Though Sahl was not religious and did not discuss his Jewishness in routines or often in public, he inspired a wave of fellow Jewish stand-ups. Woody Allen named him as a major influence and commented in interviews how Sahl also influenced the fellow Jewish pioneer Lenny Bruce — who would take Sahl’s freeform style and cutting satire to crude new heights.
Sahl was born in Montreal in 1927 to Jewish parents from New York’s Lower East Side and eventually moved to Los Angeles. As a teenager, Sahl dropped out of high school there and tried to enrol in the ROTC program by lying about his age, but his mother found him out after two weeks and brought him home. Sahl was married three times and a had a son, Mort Jr., with his second wife. Mort Jr., died of a drug overdose at age 19 in 1996.

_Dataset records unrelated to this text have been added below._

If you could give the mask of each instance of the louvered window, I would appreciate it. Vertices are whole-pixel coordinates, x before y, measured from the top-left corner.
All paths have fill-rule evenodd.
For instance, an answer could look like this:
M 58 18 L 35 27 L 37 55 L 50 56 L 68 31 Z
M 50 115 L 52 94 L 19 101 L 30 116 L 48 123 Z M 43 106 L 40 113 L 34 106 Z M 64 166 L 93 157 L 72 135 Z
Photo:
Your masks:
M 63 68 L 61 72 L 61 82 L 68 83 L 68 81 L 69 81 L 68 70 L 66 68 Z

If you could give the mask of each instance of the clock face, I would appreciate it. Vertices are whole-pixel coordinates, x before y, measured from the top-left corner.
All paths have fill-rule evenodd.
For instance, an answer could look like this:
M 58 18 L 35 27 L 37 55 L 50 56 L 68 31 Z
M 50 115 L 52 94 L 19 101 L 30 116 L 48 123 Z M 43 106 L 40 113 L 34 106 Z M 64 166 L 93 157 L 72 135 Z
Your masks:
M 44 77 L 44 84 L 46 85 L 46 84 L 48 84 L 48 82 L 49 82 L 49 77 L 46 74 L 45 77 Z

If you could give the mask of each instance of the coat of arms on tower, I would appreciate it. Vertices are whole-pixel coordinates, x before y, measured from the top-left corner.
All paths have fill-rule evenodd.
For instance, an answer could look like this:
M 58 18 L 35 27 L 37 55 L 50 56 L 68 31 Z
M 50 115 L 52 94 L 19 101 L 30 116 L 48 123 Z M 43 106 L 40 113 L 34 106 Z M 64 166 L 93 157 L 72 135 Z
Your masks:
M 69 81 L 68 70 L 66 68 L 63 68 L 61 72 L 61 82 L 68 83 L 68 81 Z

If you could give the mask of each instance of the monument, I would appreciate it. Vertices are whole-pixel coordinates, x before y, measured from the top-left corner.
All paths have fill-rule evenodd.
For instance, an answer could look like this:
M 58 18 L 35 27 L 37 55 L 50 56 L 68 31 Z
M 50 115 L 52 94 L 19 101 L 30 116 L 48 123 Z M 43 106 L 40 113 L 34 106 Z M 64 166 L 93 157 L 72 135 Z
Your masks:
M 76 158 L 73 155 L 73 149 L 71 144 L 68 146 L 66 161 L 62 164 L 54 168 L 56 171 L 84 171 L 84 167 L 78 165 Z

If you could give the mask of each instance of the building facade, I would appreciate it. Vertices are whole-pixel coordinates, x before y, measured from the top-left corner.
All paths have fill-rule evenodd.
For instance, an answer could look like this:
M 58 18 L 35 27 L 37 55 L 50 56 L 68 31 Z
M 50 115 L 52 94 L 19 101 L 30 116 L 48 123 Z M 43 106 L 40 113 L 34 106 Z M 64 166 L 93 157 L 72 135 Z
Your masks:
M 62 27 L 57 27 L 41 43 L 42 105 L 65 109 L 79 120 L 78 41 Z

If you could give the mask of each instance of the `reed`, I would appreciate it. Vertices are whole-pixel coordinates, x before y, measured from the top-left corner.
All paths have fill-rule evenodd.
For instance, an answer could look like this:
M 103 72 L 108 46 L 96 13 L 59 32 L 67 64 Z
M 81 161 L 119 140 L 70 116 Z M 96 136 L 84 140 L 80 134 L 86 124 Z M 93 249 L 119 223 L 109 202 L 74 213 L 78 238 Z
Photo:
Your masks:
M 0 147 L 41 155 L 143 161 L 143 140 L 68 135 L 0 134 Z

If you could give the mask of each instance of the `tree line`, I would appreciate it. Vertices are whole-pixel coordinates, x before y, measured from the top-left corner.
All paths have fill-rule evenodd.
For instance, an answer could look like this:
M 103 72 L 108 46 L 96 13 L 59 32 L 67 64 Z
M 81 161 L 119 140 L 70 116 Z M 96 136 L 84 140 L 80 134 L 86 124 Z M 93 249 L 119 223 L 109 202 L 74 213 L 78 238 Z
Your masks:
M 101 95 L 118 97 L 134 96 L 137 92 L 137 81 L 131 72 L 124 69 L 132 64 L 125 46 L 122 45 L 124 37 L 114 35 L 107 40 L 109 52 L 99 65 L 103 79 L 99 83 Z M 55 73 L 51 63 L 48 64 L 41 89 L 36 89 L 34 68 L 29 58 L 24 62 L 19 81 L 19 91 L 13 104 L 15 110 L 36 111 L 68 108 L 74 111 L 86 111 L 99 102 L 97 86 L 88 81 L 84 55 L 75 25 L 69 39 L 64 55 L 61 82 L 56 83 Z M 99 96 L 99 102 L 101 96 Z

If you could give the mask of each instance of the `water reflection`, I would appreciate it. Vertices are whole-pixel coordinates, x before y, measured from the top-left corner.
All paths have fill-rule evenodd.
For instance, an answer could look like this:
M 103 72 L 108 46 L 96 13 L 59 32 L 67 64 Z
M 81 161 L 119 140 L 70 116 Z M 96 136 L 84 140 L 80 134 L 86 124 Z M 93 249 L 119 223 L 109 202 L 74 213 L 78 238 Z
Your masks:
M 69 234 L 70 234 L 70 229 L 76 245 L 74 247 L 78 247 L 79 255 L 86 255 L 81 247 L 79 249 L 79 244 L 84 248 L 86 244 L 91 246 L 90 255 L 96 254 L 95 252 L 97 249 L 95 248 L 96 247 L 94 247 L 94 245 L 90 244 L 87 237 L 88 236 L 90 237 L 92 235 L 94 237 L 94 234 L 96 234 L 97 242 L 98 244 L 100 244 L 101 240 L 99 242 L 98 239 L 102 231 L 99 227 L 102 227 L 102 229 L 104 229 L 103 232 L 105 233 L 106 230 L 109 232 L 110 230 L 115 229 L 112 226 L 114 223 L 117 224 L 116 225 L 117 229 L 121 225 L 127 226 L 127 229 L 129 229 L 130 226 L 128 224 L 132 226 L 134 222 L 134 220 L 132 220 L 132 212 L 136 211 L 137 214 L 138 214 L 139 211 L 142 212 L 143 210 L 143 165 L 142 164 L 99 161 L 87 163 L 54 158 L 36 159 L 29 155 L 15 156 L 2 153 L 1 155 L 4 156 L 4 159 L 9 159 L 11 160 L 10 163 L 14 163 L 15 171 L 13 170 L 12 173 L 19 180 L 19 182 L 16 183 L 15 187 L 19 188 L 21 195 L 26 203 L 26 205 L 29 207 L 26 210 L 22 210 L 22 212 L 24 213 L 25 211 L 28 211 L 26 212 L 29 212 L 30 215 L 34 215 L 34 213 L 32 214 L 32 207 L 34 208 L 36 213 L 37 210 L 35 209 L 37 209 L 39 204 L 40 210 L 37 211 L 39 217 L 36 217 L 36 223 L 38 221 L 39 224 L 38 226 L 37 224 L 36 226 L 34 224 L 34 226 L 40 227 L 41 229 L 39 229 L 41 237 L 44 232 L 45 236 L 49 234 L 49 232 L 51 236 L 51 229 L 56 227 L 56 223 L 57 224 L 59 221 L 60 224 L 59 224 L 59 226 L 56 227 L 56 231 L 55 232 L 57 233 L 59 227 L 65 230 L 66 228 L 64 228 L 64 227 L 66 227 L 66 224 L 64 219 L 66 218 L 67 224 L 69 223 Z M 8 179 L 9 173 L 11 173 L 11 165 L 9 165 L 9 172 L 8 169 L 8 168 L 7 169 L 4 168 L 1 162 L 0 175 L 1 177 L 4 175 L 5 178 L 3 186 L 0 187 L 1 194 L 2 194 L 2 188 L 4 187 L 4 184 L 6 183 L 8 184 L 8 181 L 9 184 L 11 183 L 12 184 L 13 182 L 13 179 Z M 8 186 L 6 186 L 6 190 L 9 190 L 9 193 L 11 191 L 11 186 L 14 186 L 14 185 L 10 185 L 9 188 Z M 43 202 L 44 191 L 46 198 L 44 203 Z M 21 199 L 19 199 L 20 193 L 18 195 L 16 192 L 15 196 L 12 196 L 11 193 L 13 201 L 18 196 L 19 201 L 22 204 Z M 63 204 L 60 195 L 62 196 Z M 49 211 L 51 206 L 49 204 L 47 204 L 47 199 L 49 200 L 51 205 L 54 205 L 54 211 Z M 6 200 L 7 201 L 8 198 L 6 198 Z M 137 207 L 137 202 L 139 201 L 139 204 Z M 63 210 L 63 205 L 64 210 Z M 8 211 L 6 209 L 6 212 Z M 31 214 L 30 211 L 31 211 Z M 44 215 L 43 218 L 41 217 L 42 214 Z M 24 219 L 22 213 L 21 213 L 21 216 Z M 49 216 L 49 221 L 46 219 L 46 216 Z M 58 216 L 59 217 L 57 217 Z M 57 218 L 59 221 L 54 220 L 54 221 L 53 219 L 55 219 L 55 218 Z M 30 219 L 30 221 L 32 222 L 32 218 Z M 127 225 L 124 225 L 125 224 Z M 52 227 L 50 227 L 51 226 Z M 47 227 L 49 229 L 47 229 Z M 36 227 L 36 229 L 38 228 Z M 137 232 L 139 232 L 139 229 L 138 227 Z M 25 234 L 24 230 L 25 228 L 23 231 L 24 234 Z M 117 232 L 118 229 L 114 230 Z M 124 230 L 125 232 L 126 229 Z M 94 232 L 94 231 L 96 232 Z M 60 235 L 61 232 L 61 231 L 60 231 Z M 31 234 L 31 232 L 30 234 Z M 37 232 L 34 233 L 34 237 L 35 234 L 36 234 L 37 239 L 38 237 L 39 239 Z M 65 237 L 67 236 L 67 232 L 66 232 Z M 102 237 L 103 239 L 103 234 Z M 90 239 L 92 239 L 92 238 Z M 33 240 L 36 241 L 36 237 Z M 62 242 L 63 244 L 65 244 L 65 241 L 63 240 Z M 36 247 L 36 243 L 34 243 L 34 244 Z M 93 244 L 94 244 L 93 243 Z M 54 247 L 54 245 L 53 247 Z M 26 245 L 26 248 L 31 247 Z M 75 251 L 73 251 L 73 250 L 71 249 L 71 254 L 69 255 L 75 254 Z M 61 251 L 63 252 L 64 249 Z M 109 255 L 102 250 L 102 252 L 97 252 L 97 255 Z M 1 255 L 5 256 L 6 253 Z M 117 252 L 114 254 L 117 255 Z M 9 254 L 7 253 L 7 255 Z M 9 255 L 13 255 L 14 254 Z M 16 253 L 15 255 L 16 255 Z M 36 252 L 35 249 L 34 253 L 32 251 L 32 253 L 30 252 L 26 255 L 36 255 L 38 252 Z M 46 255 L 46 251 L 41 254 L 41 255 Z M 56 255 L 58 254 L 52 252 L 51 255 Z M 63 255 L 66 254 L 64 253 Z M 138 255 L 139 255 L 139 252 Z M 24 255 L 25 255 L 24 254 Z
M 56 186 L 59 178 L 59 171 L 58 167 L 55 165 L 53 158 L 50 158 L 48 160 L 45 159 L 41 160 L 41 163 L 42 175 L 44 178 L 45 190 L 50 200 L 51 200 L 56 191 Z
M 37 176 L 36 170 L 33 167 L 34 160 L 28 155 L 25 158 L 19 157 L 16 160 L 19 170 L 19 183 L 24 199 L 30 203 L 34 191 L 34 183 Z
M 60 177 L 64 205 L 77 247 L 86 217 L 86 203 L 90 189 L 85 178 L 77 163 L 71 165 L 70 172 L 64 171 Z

The elder Sahl got his break performing in San Francisco years after graduating from college, performing sets at a club known for attracting an intellectual crowd. His jokes about national politics eventually earned him a following and he started appearing on late night shows and performing in clubs across the country.
After appearing in several movies in the 1950s and early ’60s, his career took a dive after the assassination of John F. Kennedy in 1963, which Sahl came to believe had been orchestrated by the CIA. But he continued to act and perform stand-up into his 90s.
In 1982, Sahl played the role of Werner Finck, a German-Jewish satirist, in a 5-hour TV special. In 2003, the National Foundation for Jewish Culture honoured Sahl with the Alan King Award in American Jewish Humour.
But Sahl explained to J. The Jewish News of Northern California in 2004 that he never emphasised his Jewishness on stage because it wasn’t a major part of his upbringing.
“I never stressed it,” he says, “because I didn’t have those kinds of parents. I grew up in a homogenised neighbourhood, and was a kind of a mail-order, cardboard Jew.”
Speaking with the paper not long after the premiere of Mel Gibson’s “Passion of the Christ,” Sahl opined on the movie and antisemitism.
“Terrible movie,” he said. “Two hours of unrelieved sadism. But the Romans are nice! I think everyone’s second nature is anti-Semitism, so all the anxiety [over the film] is justified.”